Нам напомнив старые печали…[102]

— Все это так, — ответил я, — но, Ласло, друг мой, стихи, прочитанные вами, напомнили мне другие, тоже вам известные.

Я имел в виду прекрасную песню нашего Верешмарти:

Мадьяр, за родину свою

Неколебимо стой.

Ты ею жив, и будешь ты

Укрыт ее землей.

Другой отчизны не ищи

И смертный путь тут встреть.

В беде иль в счастье должен ты

Здесь жить и умереть.

— Тогда, Ференц, — сказал Тёлеки, — отчего же вы не остались у нас? Ведь была же причина?

— Да. И вы знаете какая!

— Знаю! — воскликнул он. — Вы были одержимы идеей: мчаться по всему свету и открывать людям богатства музыки, накопленные веками.

В этом была ваша миссия. Тогда как вы можете, опустив голову, упрекать себя в чем-либо? Разве вы больше не верите в свое призвание? В самого себя?

— Верю, — сказал я. — Но подобные мысли еще не раз вернутся ко мне. Это стучит кровь венгра.

Ноги по временам отказываются служить. Сидеть на одном месте без толку я не люблю, лежать — тем более. Я двигаюсь, но очень медленно, пока наконец не становится легче. Вчера долго бродил в саду. Садовник обратил внимание на мое шарканье. Он тоже стар, но выглядит бодрее, чем я. Иногда мы обмениваемся двумя-тремя фразами.

— Климат становится холоднее, — говорит садовник. — Мадонна рассердилась на нас.

— Я столько ездил по свету, — отвечает старый музыкант, — что теперь мне кажется, климат везде более или менее одинаков.

Садовник молчит. Не думает ли он, что климат родины все-таки теплее?

Нет, надо быть правдивым, добраться до сути! Человек склонен либо яростно защищаться, либо безжалостно бичевать себя. Разговор с Тёлеки не успокоил мою совесть до конца. Я должен был сказать: «Ах, Ласло, я люблю свою родину; много музыки, идущей из глубины сердца, я посвятил ей и был бы счастлив, если бы свет узнал не только мои венгерские рапсодии, но и все, что вдохновлено моей любовью к Венгрии.

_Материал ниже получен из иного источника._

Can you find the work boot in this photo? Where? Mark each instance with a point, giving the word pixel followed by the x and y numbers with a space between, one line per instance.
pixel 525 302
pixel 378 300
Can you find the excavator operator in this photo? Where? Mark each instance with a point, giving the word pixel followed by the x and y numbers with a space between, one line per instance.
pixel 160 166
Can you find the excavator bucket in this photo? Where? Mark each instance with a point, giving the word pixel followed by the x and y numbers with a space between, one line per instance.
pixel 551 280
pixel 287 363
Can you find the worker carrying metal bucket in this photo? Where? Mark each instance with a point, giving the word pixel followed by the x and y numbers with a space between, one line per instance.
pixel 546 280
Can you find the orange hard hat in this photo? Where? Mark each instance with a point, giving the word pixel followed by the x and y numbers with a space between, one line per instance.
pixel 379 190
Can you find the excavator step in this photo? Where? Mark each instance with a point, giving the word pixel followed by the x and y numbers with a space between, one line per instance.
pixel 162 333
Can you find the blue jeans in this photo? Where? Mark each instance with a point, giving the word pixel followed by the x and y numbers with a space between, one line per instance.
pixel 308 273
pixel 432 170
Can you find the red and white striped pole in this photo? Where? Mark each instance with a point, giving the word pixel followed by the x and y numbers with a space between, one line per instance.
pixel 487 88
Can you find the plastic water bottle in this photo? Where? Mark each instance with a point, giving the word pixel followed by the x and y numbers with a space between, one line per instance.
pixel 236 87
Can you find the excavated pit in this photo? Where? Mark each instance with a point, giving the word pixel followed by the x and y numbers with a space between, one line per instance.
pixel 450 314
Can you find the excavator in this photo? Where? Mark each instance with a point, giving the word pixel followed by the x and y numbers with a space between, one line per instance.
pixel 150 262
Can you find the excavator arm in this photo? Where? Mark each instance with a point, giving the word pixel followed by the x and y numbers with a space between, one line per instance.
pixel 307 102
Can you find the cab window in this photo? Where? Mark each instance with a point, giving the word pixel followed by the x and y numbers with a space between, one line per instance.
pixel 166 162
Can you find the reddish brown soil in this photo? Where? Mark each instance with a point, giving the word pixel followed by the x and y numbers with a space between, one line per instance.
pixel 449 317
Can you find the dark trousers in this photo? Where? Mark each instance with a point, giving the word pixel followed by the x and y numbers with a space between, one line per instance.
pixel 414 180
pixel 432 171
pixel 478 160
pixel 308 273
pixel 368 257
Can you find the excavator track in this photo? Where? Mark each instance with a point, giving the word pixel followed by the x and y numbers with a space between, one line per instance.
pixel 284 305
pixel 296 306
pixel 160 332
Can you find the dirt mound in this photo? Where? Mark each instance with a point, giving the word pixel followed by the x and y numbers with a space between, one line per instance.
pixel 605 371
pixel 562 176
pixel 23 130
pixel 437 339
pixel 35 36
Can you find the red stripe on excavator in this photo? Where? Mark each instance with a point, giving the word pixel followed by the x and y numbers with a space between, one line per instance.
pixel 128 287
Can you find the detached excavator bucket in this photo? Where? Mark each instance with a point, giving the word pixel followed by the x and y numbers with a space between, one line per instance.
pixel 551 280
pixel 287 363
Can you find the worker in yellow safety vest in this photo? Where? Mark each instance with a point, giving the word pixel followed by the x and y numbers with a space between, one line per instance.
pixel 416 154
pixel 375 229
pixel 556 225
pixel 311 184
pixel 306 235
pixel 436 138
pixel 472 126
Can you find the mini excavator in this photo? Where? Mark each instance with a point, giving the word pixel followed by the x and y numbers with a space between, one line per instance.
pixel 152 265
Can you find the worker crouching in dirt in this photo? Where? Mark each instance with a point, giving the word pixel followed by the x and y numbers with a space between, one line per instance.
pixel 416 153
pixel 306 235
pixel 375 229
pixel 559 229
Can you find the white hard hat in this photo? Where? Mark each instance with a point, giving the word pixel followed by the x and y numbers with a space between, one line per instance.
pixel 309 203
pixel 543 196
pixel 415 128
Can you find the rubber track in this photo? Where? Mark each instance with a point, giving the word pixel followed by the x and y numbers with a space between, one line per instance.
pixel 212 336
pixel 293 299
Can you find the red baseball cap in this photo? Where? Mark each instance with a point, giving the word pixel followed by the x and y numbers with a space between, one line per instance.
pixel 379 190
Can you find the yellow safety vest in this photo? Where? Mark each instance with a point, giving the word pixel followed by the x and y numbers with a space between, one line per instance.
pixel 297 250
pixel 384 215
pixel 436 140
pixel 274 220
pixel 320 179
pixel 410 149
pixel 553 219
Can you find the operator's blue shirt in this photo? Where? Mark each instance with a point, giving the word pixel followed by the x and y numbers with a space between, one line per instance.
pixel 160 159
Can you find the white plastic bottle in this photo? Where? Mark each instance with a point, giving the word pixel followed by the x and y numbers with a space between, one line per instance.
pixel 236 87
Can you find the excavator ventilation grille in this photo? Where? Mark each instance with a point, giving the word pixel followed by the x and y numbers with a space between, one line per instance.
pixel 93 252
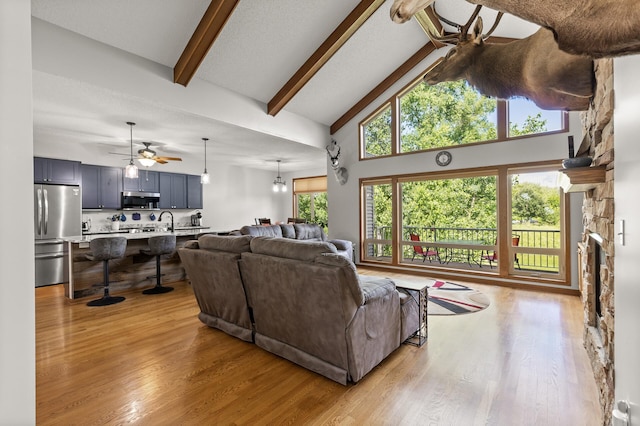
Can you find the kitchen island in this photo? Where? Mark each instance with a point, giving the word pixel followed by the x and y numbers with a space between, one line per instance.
pixel 131 271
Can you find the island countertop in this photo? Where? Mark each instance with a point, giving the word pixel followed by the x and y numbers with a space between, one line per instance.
pixel 133 271
pixel 135 234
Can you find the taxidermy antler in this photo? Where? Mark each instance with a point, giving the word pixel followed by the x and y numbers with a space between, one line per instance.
pixel 533 67
pixel 596 28
pixel 341 173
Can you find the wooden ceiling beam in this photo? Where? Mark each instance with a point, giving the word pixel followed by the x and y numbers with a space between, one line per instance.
pixel 206 33
pixel 386 84
pixel 327 49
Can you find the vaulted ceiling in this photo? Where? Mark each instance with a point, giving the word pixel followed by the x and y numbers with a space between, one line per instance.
pixel 321 60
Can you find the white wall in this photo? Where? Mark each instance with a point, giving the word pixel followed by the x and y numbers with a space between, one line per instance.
pixel 344 200
pixel 17 298
pixel 627 204
pixel 60 52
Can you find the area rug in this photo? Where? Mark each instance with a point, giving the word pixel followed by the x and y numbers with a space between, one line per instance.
pixel 447 298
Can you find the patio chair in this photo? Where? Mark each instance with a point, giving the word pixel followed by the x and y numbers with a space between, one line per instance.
pixel 493 257
pixel 293 220
pixel 422 251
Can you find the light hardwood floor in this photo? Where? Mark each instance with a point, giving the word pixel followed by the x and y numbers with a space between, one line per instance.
pixel 150 361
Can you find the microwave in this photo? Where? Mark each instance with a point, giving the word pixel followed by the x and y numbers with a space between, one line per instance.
pixel 140 201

Но у меня много других равных и не менее пылких интересов. Хорошо ли это или плохо — не знаю; иногда мне думается, что художник должен быть человеком одной мысли, одной страсти. Но я таков, каким создала меня природа и каким сделала жизнь».

Я никогда не верил в загробный мир, не верю и теперь. Но если бы вдруг узнал, что он существует, то выразил бы одно заветное желание.

Я хотел бы проснуться летним утром у того холма в Доборьянах, где играл много лет назад с цыганскими детьми. И слушать песню венгерской девушки о витязе Яноше и его Илушке[103]. А потом… взвиться и улететь и долго летать над землей, чтобы узнать, что делается с людьми во всех частях света и как они продолжают свою беспокойную жизнь.